À Bruxelles, le Plan Social Santé Intégré esquisse les contours d’une réorganisation de l’offre des aides et des soins de première ligne. Celle-ci ambitionne le déploiement d’une approche intégrée articulant davantage les services du social et de la santé, et qui s’inscrit dans une démarche de promotion de la santé. Un programme prometteur dont la mise en œuvre sur le terrain reste un défi.
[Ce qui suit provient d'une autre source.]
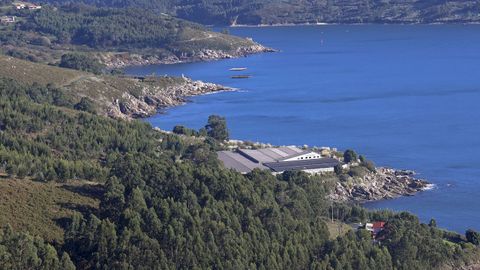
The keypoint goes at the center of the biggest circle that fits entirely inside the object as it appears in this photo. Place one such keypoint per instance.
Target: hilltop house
(19, 5)
(33, 6)
(277, 159)
(22, 5)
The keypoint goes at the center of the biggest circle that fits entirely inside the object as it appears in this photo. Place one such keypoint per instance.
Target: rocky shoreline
(385, 183)
(123, 60)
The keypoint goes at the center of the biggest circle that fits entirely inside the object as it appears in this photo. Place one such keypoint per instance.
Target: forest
(168, 203)
(221, 12)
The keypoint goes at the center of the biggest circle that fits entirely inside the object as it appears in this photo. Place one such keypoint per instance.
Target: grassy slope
(102, 89)
(42, 208)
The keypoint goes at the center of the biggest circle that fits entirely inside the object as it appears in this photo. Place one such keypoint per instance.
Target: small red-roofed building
(378, 226)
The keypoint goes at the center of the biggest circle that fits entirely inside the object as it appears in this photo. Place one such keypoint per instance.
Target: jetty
(241, 76)
(238, 69)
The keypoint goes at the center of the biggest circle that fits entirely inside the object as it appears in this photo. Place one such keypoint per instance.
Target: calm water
(405, 96)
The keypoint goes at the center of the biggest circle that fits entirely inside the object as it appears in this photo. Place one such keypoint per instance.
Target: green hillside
(168, 203)
(113, 37)
(220, 12)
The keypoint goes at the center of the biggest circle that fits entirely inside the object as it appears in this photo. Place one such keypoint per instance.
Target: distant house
(30, 6)
(19, 5)
(277, 159)
(33, 7)
(378, 227)
(7, 19)
(375, 228)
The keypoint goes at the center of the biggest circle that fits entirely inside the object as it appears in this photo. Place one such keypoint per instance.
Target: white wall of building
(311, 155)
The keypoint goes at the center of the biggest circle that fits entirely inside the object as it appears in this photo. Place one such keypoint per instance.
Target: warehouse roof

La réorganisation de la première ligne social-santé et de l’ambulatoire bruxellois est pavée de bonnes intentions. Les professionnel.les des différents secteurs n’ont plus qu’à se rencontrer, faire connaissance les un.es, les autres, s’inscrire dans des dynamiques de réseaux, articuler leurs pratiques respectives, développer des approches intersectorielles, mettre en place des démarches de santé communautaire, faire participer activement les citoyens-usagers au système socio-sanitaire, etc. Si de telles stratégies d’actions sont reconnues comme efficaces pour réduire les inégalités de santé et avoir des effets durables en termes d’équité sociale et de santé1, leur opérationnalisation est parfois loin d’être une sinécure, notamment, parce que leur évaluation a souvent davantage porté sur les effets de ces actions et moins sur la manière dont elles ont été élaborées et mises en œuvre.
Or, ces pratiques ont souvent été initiées et développées dans des conditions particulières (partenariat avec des équipes de recherche, intérêt de professionnel.le.s souhaitant solutionner des difficultés rencontrées dans leur métier, subsidiation supplémentaire pour réaliser un projet pilote, organisation des politiques publiques du pays où les interventions sont mises en place, etc.) qui font que leur reproduction à l’identique présente un caractère « utopique » nécessitant de les adapter à la spécificité du contexte d’intervention2. Sur ce point, le processus de réorganisation de la première ligne bruxelloise risque d’être parsemé d’embûches et de freins, notamment parce qu’il implique des changements structurels importants dans la manière dont est organisé notre système d’aide et de soins ; système davantage caractérisé par une stratification sociale entre les secteurs, un développement segmentaire et différencié des secteurs marqué vraisemblablement, comme chez nos voisins français, par « des divergences entre approches conceptuelles, cultures professionnelles, orientations idéologiques3 ».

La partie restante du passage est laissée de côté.